Les prestataires de soins installés en libéral ne sont pas des salariés de l’État, souligne l’Union belge des prestataires de soins (UBPS). Dans un communiqué diffusé récemment, l’organisation estime nécessaire de rappeler que l’exercice libéral repose sur l’absence de contrat de travail avec les pouvoirs publics et met en garde contre toute confusion entre conventionnement et statut salarié.
L’UBPS rappelle qu’« aucun contrat de travail ne les lie aux pouvoirs publics ». Les professionnels conventionnés relèvent d’une convention avec l’Assurance Maladie, mais « une convention n’est pas un contrat de travail et ne confère en aucun cas un statut d’employé ».

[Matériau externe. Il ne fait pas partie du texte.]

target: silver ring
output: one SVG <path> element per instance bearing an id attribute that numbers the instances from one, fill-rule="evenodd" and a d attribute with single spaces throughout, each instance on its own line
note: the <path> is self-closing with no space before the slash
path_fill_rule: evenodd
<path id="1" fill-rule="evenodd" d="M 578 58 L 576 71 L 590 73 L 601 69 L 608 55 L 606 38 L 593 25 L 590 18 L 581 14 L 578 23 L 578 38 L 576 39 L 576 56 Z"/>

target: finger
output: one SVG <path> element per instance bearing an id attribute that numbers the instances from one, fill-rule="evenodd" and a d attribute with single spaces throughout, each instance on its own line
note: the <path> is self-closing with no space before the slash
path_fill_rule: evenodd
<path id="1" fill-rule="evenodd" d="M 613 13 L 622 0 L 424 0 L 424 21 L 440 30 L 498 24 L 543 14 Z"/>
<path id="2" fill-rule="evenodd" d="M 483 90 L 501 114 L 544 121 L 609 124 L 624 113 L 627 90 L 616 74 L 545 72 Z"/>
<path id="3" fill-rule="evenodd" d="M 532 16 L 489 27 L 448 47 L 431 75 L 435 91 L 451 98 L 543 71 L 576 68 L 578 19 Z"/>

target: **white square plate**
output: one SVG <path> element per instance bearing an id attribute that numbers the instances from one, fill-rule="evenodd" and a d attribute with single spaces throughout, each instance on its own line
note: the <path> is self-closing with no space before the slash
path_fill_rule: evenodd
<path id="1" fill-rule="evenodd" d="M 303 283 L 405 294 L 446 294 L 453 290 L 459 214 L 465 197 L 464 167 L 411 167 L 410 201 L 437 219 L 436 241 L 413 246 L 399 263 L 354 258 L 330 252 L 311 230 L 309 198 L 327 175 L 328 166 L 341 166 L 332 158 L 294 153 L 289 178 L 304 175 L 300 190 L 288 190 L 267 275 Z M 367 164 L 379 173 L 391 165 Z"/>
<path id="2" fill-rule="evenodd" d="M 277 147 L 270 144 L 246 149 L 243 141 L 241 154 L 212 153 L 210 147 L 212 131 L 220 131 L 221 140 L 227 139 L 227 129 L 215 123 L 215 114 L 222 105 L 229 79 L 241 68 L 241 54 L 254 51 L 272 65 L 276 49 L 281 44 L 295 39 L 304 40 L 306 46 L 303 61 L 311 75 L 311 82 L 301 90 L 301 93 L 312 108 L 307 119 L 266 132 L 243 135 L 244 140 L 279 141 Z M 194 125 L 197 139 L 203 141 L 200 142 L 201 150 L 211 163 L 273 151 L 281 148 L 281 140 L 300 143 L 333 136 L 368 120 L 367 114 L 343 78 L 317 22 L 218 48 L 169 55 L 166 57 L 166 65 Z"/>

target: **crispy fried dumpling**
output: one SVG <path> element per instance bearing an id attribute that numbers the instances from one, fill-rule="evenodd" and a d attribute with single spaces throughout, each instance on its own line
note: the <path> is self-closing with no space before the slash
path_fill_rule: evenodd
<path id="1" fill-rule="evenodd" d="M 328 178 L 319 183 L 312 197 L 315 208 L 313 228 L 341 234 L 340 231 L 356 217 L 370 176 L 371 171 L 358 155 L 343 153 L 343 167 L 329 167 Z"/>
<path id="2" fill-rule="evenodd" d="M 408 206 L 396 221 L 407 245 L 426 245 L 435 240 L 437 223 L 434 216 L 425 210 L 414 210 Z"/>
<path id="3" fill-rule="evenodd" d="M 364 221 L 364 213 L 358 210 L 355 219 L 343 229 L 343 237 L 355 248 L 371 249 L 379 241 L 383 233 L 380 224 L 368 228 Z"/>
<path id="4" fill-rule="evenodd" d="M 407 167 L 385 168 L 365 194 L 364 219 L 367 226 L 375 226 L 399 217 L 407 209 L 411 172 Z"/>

Un statut sans les droits du salariat
Selon l’organisation, assimiler les prestataires libéraux à des salariés reviendrait à leur imposer des contraintes sans leur reconnaître les droits correspondants. « Si les prestataires de soins libéraux étaient salariés, ils bénéficieraient de congés payés, d’un maintien de salaire en cas de maladie, d’une retraite comparable à celle d’un salarié, de formations financées par un employeur et d’investissements pris en charge », énumère le communiqué.
Dans les faits, poursuit l’UBPS, leurs congés « ne sont pas rémunérés » et, en cas de maladie, « leurs revenus s’interrompent ou diminuent fortement ». Leur retraite dépend exclusivement de leurs propres cotisations.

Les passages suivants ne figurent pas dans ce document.